# Liftin for mass



## hurkulees (Jun 15, 2011)

Tryin to start a routine with priority being mass and strength being second in line. I'm thinking 4 - 6 reps, high weight, 1 1/2 - 2 min rest times?
Got a little knee trouble at the moment so I can't hit squats or deads 
(i know sucks dont it).. But I want to lift 3 - 5 days a week. What some of you pros got in mind?
what workouts for back/bi, chest/tri, shoulder/legs
I got a nice gym to lift so i got like every resistance machine, so that'll help with my back and leg workouts to keep from blowin out my knee..
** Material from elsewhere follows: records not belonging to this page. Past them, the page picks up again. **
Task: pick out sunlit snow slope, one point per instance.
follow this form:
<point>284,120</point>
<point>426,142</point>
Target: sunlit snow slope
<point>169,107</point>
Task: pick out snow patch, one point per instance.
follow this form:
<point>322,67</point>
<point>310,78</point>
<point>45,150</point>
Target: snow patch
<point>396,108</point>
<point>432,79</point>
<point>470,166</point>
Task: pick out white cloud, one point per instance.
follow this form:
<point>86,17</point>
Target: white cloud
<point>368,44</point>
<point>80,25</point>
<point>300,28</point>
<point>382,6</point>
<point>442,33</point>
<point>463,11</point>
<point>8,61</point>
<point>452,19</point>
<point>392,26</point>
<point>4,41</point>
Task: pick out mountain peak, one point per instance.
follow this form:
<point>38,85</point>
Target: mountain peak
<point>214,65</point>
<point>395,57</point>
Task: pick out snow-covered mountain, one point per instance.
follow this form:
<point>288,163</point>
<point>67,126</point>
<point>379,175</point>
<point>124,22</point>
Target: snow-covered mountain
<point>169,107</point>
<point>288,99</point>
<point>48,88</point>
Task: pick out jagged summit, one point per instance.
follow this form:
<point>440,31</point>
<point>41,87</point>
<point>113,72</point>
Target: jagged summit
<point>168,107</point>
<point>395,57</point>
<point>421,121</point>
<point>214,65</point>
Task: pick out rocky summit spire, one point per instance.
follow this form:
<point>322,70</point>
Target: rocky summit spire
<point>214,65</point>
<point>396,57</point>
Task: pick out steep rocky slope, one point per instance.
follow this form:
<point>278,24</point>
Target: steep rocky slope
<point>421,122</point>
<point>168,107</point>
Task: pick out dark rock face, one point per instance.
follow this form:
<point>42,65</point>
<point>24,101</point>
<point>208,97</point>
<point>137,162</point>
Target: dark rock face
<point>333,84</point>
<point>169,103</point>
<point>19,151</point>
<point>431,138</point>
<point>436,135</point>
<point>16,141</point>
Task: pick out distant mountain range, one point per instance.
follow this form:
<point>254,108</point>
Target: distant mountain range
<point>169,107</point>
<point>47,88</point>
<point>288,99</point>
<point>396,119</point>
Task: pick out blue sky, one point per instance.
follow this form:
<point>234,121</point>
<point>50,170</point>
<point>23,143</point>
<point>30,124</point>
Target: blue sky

25yo, 190lb, 6'2'', trying to fill out. bmr is like 2100. Ima be takin in like 2700 cals a day.. whey prot, multi, fiber, and fish oils..

thanx in advance.


----------



## Bonesaw (Jun 15, 2011)

well i do an upper lower split mon tues, thru friday, of all compound lifts.  You could try a push pull legs workout.


----------



## HP08 (Jun 15, 2011)

compound movements... O and you might try doing bi/tri on the same day works for me


----------



## trapzilla (Jun 15, 2011)

I think;
chest/tris
back/traps
legs
delts/traps
arms

works well


----------



## hurkulees (Jun 15, 2011)

aight hadnt thought bout push pull.. noone does that anymore.. folks dont kno what their missin out on.
which creatine should i get balls deep in? Monohydrate i suspect, which brand do yal prefer?
an any other supps yal think can help, lemme kno bout em..


----------



## Bonesaw (Jun 15, 2011)

any creatine mono, any brand.  Get a multi and some flax seed or fish oil.


----------



## troubador (Jun 15, 2011)

hurkulees said:


> Got a little knee trouble at the moment so I can't hit squats or deads
> (i know sucks dont it).. But I want to lift 3 - 5 days a week. What some of you pros got in mind?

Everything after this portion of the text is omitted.